Re: Joining Sep 2009 OSPAP

Originally Posted by
johnep
We had just two international students when I was at Uni. One was a refugee from Hungarian Russian invasion, the other was an Indian of South African origin who eventually became a professor at Khartoum University.
All I knew about the Sudan was the film of Khartoum which I have just ordered from LoveFilm.
As you may know, I consider it was a retrogade step to stop grants to overseas students and then charge them increased fees. When in export, met many who trained in UK and they held a lifelong affection which helped my sales considerably.
johnep
When money is available it is a great thing to train people for other countries, for the host country it creates openings and the kind of development that international aid can't buy. However in all the places I have been I have been surprised how little people are prepared to do for their communities, those who do make the effort to enter the health professions go where the money is and people inevitably vote for governments who do encourage public sector growth.
What happened to quality leadership and service.
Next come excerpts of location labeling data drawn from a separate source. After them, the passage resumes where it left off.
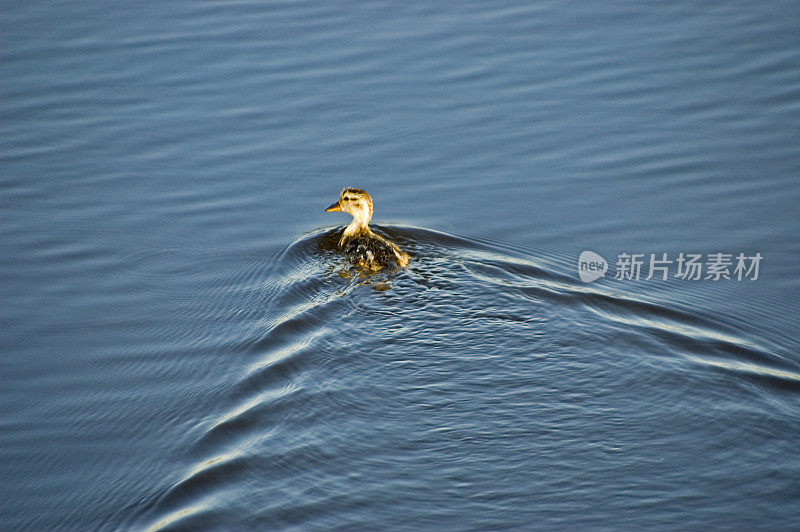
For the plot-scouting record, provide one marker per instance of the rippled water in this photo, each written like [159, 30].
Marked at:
[182, 349]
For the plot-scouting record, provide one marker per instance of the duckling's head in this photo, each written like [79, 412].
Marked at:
[356, 202]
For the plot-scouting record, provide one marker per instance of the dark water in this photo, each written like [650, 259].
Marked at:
[177, 352]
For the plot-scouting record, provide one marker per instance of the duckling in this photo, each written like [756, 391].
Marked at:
[367, 249]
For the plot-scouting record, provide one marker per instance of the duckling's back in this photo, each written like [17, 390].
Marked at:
[374, 253]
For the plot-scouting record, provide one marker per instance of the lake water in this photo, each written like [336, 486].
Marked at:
[180, 351]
Perhaps these only exist in peoples imagination.
I know that I am a bad example, I never did work in the community I grew up in, instead I went where there was greater need and found that I was overwhelmed and ended up in the great brain drain.
Raoul, I do sympathise with your position, I have my fingers crossed for a number of friends in simular or worse positions but in terms of the big picture if the UK is to recover ecconomically tough changes have to occur including getting the people who live and are not going anywhere into work, perhaps not so much in pharmacy but generally across the ecconomy
As a UK graduate you are potentially in a better position than a pharmacist who registers here as at present most commonwealth countries will make it very easy for you to work in them.
Real stupidity beats artificial intelligence every time.